October 29, 2005 – FIFA, quite rightly, is ecstatic about the IOC decision to increase the number of teams in the Olympic women’s football tournament from 10 to 12.
This is rightful recognition of the value of the women’s game, and its growing appeal on all continents. Last year, for example, provided Japan with two memorable sporting moments, as emotional and dramatic as many accomplishments in the men’s game.
First, the crushing defeat of North Korea at Kokuritsu to qualify for Athens.
Then, in Athens itself, the heroic 1-0 defeat of the talented Sweden team.
Well, to be precise, it was nowhere near Athens, as it was held in one of the Olympic Games’ satellite cities in the north of the country.
Despite all the gold medals Japan won in Athens (16), this one game will remain a highlight, as Japan scored a goal, could have had a couple more (just ask Homare Sawa…she was so unlucky not to net one, maybe two goals) and then played with a spirit and determination that brought tears of emotion from JFA president Saburo Kawabuchi at the final whistle.
No matter what happened after that, Japan’s women had done the nation proud, and created enough interest back home to breathe new life into the L.League.
Although the women’s game has many critics among the men, I have supported it for many years. Lacking the physical power and the pace of men, it is played at a slower tempo, with more emphasis on skill, touch and movement.
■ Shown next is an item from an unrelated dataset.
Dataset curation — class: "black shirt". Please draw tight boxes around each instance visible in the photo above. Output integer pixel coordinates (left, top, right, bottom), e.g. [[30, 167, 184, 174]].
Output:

Up until now, it is also played in a fair spirit, with little evidence of diving, feigning injury and time-wasting. Against Sweden, for example, Japan could have resorted to all sorts of tricks late in the game, but they kept playing an open style with a smile on their faces, which was such a refreshing change in the modern game.
Ten teams was not a good number, and 12 is far from perfect, as in Beijing we will probably be having three groups of four, and from there it must come down to eight teams for the quarter-finals. This means the top two from each group qualifying, plus the best two third-placed teams.
For me this is a highly unsatisfactory formula. Eight teams works well, and so does 16, but 10 and 12 falls in between.
But FIFA must work with what they’ve got, and that means 12 teams in Beijing.
The women’s game deserves this increase, and deserves support around the world.